Este distanciamiento que se reclama es conocido por la ciencia. No es por tanto de extrañar que el médico derive al psicólogo todo aquello que el fonendo o el microscopio no detectan, justamente por indetectable. Es una manera de reconocer la realidad psíquica del sujeto. Y cuando esto pase, que pasará, tenemos que estar presentes, con firmeza, ofreciendo una alternativa a la salud.
La universidad que de nuestra formación se ocupa, ha de posibilitar un nuevo discurso que oriente al personal para el ejercicio de una de las tareas que más dificultades presentan justamente por su objeto de estudio. Acto seguido la autonomía de la disciplina ha de ser el trabajo básico. No depender más que de sí misma y no dejar de consultar o contactar con el resto de disciplinas desde un mismo nivel clínico marcando lo que nos une y lo nos distancia.
Pero parece que la denuncia incrementa el discurso denunciado.
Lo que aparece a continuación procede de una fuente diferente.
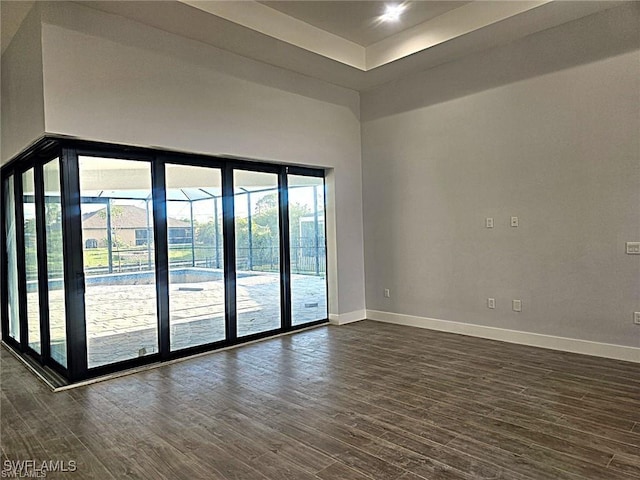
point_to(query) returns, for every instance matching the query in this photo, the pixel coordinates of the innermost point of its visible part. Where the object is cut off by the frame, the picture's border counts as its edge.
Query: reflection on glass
(119, 266)
(196, 272)
(31, 259)
(308, 251)
(12, 258)
(257, 251)
(55, 270)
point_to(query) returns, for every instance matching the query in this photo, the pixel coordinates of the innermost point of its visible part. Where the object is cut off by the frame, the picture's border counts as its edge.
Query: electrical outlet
(633, 248)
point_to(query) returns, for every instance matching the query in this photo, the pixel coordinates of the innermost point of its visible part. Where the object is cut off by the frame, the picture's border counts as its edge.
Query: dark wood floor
(363, 401)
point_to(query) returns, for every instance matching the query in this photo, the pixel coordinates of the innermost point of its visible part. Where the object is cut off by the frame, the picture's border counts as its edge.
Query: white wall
(546, 129)
(22, 106)
(110, 79)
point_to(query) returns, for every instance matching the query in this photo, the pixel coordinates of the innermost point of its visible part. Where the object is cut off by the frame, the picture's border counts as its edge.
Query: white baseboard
(349, 317)
(585, 347)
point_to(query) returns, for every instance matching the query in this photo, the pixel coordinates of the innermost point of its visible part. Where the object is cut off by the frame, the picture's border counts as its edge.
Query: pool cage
(115, 257)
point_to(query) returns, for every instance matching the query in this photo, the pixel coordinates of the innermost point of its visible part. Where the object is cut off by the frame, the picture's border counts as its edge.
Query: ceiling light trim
(445, 27)
(280, 26)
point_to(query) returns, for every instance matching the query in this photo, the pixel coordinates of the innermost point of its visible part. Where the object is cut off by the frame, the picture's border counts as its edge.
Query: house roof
(125, 216)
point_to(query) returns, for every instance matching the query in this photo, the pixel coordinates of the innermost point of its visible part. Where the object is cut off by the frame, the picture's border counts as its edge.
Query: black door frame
(68, 151)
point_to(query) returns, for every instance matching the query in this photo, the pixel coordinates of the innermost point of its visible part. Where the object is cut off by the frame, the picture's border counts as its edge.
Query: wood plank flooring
(363, 401)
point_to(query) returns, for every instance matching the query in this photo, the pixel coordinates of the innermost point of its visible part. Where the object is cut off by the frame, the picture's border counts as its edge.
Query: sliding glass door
(117, 257)
(307, 249)
(119, 260)
(30, 232)
(195, 256)
(11, 252)
(55, 262)
(257, 235)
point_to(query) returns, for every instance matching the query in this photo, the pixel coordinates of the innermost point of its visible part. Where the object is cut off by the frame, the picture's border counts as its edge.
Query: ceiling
(359, 21)
(11, 16)
(341, 42)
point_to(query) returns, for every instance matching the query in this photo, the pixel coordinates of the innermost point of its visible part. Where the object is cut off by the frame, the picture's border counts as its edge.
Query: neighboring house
(129, 226)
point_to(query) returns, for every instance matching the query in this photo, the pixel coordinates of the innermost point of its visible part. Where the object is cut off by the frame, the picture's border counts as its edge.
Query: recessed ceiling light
(392, 12)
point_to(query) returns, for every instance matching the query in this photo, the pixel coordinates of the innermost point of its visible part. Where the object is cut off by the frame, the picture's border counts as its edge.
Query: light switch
(633, 248)
(517, 305)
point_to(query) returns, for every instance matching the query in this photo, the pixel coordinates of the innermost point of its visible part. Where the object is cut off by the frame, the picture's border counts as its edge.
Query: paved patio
(122, 321)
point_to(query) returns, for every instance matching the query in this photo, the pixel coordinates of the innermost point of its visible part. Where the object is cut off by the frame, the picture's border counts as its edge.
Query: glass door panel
(196, 270)
(257, 252)
(31, 259)
(55, 268)
(119, 262)
(307, 249)
(12, 258)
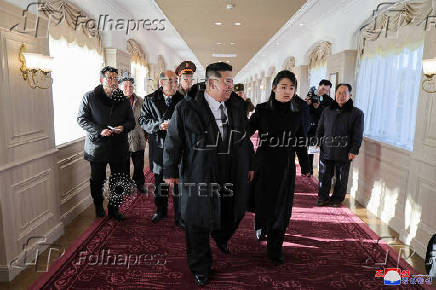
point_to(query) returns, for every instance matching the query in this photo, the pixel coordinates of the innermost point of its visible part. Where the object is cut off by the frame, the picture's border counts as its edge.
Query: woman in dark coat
(281, 130)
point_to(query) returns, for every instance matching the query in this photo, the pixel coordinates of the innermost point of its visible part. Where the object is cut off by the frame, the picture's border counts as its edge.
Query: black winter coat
(340, 131)
(96, 112)
(315, 115)
(280, 127)
(190, 142)
(153, 113)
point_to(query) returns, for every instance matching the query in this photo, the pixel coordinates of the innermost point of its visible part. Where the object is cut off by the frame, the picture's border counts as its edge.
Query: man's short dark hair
(107, 69)
(214, 69)
(347, 85)
(325, 83)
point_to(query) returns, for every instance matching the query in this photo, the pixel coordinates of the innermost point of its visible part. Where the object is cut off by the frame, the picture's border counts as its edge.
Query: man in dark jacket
(303, 107)
(340, 131)
(106, 116)
(315, 110)
(156, 113)
(207, 138)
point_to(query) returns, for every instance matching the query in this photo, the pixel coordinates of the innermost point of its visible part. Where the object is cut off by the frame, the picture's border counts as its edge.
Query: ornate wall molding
(318, 55)
(136, 52)
(66, 19)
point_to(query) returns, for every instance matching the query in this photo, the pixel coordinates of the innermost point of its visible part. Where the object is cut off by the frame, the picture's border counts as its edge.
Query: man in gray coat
(136, 137)
(156, 112)
(340, 131)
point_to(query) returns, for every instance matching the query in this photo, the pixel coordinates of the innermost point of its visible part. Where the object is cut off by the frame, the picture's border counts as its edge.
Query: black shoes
(322, 203)
(179, 223)
(201, 279)
(99, 211)
(157, 217)
(114, 212)
(223, 247)
(260, 236)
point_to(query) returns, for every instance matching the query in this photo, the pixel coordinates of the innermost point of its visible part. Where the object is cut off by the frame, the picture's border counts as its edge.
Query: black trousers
(275, 240)
(310, 163)
(138, 167)
(161, 197)
(98, 177)
(198, 249)
(326, 171)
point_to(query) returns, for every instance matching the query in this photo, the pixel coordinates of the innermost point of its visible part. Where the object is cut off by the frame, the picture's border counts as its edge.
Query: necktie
(168, 102)
(224, 121)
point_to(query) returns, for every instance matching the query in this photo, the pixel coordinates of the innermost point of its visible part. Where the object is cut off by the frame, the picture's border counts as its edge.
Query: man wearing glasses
(106, 116)
(185, 71)
(156, 113)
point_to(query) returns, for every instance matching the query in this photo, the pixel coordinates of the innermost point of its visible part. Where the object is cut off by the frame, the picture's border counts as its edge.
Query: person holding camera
(315, 110)
(323, 93)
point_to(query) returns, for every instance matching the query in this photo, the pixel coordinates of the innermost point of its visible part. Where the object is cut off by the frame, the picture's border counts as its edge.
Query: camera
(313, 95)
(314, 99)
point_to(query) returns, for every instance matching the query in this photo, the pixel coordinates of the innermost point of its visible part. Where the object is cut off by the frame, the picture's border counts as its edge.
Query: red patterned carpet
(325, 248)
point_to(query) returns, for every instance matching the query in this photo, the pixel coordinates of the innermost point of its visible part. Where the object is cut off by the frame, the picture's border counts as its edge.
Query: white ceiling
(330, 20)
(336, 21)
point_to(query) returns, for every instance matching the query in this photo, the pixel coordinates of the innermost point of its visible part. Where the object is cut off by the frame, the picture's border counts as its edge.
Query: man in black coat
(315, 110)
(340, 131)
(106, 116)
(207, 138)
(156, 113)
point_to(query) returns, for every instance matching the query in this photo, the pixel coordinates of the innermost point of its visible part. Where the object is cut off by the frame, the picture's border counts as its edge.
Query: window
(76, 70)
(140, 73)
(316, 75)
(387, 91)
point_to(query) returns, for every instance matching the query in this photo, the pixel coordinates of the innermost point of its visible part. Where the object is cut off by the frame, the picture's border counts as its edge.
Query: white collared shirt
(214, 106)
(166, 98)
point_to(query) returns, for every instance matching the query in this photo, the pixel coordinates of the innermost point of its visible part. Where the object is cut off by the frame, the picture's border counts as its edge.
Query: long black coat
(191, 141)
(274, 180)
(340, 131)
(96, 112)
(153, 113)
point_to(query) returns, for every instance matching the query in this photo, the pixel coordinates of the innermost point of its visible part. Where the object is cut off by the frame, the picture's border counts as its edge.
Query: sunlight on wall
(412, 218)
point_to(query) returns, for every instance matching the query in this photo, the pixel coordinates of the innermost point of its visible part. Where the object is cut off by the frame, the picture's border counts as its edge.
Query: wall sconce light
(35, 69)
(429, 69)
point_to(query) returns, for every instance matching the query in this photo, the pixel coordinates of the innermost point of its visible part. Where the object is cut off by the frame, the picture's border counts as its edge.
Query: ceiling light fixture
(223, 55)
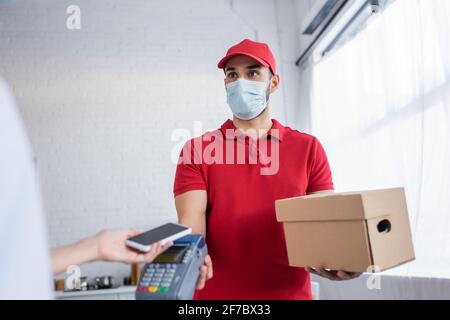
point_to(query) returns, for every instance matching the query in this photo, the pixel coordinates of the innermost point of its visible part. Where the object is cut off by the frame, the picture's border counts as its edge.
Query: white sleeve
(25, 271)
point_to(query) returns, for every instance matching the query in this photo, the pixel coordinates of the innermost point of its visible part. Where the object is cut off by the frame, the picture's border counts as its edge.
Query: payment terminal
(173, 274)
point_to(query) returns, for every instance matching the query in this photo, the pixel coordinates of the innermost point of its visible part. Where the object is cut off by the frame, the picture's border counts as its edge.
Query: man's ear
(274, 83)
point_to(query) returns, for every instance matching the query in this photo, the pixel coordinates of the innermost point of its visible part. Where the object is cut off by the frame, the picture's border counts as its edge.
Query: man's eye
(253, 74)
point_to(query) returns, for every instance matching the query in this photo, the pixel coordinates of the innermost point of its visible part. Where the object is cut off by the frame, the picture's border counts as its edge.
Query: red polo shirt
(245, 241)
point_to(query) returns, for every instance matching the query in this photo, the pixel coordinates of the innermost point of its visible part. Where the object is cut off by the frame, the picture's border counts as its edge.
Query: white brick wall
(101, 103)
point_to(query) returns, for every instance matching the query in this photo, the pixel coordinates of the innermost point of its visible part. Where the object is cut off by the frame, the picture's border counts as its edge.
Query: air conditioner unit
(330, 23)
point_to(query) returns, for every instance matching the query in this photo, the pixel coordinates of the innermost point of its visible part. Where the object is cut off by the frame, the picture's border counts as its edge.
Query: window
(381, 107)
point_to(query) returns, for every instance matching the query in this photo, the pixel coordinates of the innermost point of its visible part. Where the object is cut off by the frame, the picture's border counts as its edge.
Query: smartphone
(165, 233)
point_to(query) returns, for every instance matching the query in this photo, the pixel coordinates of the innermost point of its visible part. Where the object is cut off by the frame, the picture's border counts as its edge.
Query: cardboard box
(351, 231)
Si el problema no es nuevo, tampoco se divisan salidas a corto plazo. Una sociedad distanciada del humanismo hace de impedimento. Un saber impermeable a las nuevas ideas por parte de los formadores hace de torre de observación para procurar que nada se mueva. En esta espera el público en general continuará  siendo reacio a las ciencias “Psi” y la psicología quedará en segundo término siempre conspicua, criticada y observada en sus débiles intentos de independizarse.